Can you share your full logstash configuration? The one you shared is not complete.

You shared that you have the tags _grokparsefailure and _dateparsefailure in one of your documents, but the logstash configuration does not show any grok or date filter.

3

Yes! Isn't that strange?? There are no grok or date parses going on!

Check it out:

$ ll
total 44
drwxr-xr-x. 2 root root    84 Jun 15 14:46 conf.d
-rw-r--r--. 1 root root  1833 Apr 20 06:47 jvm.options
-rw-r--r--. 1 root root  7437 Apr 20 06:47 log4j2.properties
-rw-r--r--. 1 root root   352 May  4 16:42 logstash-sample.conf
-rw-r--r--. 1 root root   342 Apr 20 06:47 logstash-sample.conf~
-rw-r--r--. 1 root root 15049 May  4 16:40 logstash.yml
-rw-r--r--. 1 root root   285 Apr 20 06:47 pipelines.yml
-rw-------. 1 root root  1696 Apr 20 06:47 startup.options

$ cat logstash.yml | grep -v '^#'
path.data: /var/lib/logstash






path.logs: /var/log/logstash

$ cat pipelines.yml
# This file is where you define your pipelines. You can define multiple.
# For more information on multiple pipelines, see the documentation:
#   https://www.elastic.co/guide/en/logstash/current/multiple-pipelines.html

- pipeline.id: main
  path.config: "/etc/logstash/conf.d/*.conf"

$ ll conf.d/
total 12
-rw-r--r--. 1 root root 506 Jun 15 14:46 winlogbeat-xxxxxxx.conf
4

Do you have other files in this path?

If you have other files in this path, in the way you are running logstash it will merge all the files in one big pipeline and all events will pass in all filters if they do not have any conditionals.

5

Update.. I think I'm learning that if you have two logstash confs, like stuff coming from two sets (one was syslogs on UDP, the other conf was handling winlogbeats)
that logstash isnt meant for that. Is that true?

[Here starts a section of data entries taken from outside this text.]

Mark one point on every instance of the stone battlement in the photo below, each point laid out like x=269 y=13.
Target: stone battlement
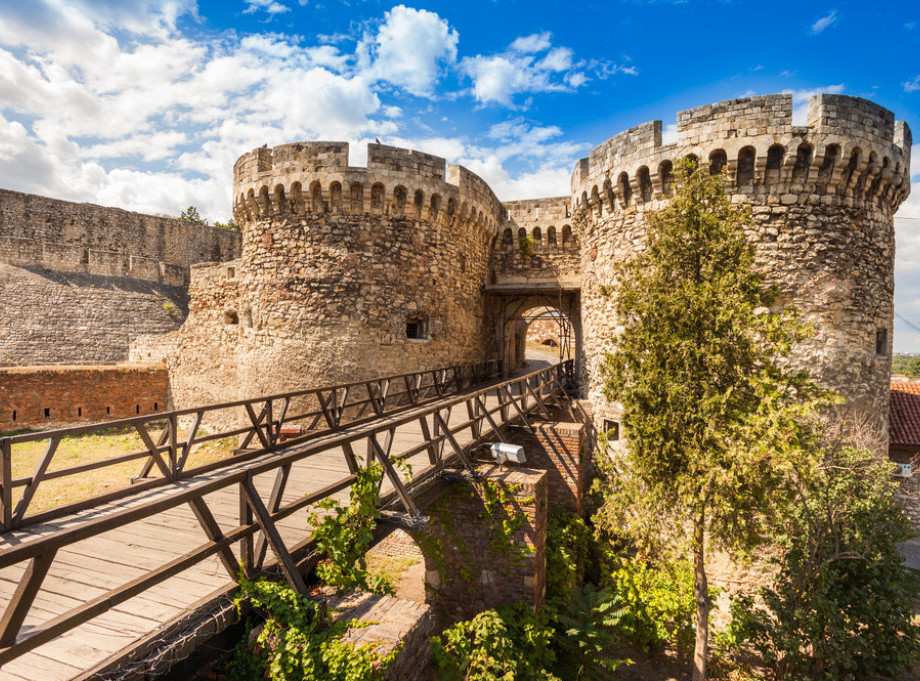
x=852 y=150
x=315 y=178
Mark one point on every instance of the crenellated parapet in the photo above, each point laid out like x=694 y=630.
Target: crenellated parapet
x=314 y=178
x=852 y=153
x=822 y=198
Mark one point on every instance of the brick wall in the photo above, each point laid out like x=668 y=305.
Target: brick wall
x=45 y=396
x=467 y=570
x=559 y=449
x=389 y=622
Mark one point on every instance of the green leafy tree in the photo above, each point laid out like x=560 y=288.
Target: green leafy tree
x=841 y=607
x=191 y=215
x=714 y=420
x=298 y=641
x=507 y=643
x=585 y=635
x=343 y=534
x=229 y=224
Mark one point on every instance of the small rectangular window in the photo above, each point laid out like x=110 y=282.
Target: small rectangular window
x=612 y=429
x=417 y=327
x=881 y=342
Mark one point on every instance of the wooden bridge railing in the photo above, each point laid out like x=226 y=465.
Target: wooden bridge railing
x=319 y=410
x=487 y=411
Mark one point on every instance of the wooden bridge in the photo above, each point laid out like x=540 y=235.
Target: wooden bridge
x=90 y=588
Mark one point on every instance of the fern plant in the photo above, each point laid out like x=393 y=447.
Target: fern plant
x=585 y=634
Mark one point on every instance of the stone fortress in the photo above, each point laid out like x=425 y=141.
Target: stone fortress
x=351 y=272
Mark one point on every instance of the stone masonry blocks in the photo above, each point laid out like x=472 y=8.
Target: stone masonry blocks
x=471 y=566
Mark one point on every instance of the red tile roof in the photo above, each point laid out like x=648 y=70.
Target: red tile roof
x=904 y=415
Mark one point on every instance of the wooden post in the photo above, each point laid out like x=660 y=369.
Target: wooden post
x=6 y=480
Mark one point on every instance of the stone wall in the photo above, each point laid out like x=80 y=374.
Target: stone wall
x=822 y=196
x=537 y=245
x=80 y=282
x=388 y=622
x=561 y=450
x=48 y=396
x=545 y=331
x=346 y=273
x=37 y=231
x=469 y=567
x=49 y=317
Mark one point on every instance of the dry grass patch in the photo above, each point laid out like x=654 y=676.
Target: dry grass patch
x=82 y=449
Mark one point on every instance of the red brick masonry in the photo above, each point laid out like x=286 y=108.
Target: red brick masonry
x=49 y=395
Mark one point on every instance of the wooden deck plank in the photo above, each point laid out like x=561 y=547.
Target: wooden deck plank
x=88 y=568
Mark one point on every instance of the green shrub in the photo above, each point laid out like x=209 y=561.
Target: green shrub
x=507 y=643
x=658 y=603
x=297 y=643
x=584 y=635
x=841 y=607
x=344 y=534
x=568 y=540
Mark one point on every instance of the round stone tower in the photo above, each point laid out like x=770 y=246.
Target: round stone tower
x=346 y=273
x=822 y=195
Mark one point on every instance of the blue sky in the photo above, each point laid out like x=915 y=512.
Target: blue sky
x=145 y=104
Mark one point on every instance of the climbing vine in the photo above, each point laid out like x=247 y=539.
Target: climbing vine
x=297 y=641
x=343 y=534
x=503 y=522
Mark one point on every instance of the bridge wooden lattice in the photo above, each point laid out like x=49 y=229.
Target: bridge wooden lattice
x=86 y=586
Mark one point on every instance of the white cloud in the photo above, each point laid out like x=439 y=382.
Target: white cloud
x=154 y=121
x=550 y=180
x=77 y=103
x=410 y=50
x=532 y=43
x=268 y=6
x=822 y=23
x=497 y=78
x=800 y=100
x=531 y=65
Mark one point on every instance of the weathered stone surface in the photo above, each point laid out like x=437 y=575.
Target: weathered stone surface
x=338 y=262
x=822 y=197
x=47 y=396
x=79 y=282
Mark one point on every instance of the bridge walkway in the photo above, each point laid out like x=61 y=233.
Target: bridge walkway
x=87 y=570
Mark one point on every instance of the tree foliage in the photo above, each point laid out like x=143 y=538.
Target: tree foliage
x=715 y=419
x=343 y=534
x=297 y=642
x=841 y=607
x=191 y=215
x=506 y=643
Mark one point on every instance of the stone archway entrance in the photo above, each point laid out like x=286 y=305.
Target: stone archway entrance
x=513 y=310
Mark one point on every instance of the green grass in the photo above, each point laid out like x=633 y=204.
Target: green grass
x=389 y=567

Is it taking both logstash confs and smashing them together?

Original reply below.

Not on this logstash node. Its just receiving the winlogbeats.
That output is going into the elastic node that is on that same machine (part of the elastic cluster we have).

We do have another logstash node which receives network and storage logs on 5044 and 5045
and the output directive is the same:

elastic:9200

except that is pointing at node on the same system, which is another elastic node in our cluster.

6

If in your pipelines.yml you have a pipeline that is pointing to a path with multiple conf files in the way you shared, then Logstash will merge all the configuration files in that folder as just one pipeline.

If you want to run multiple pipelines independent from each other, you need to configure pipelines.yml to point to the correct configuration file as explained in this part of the documentation.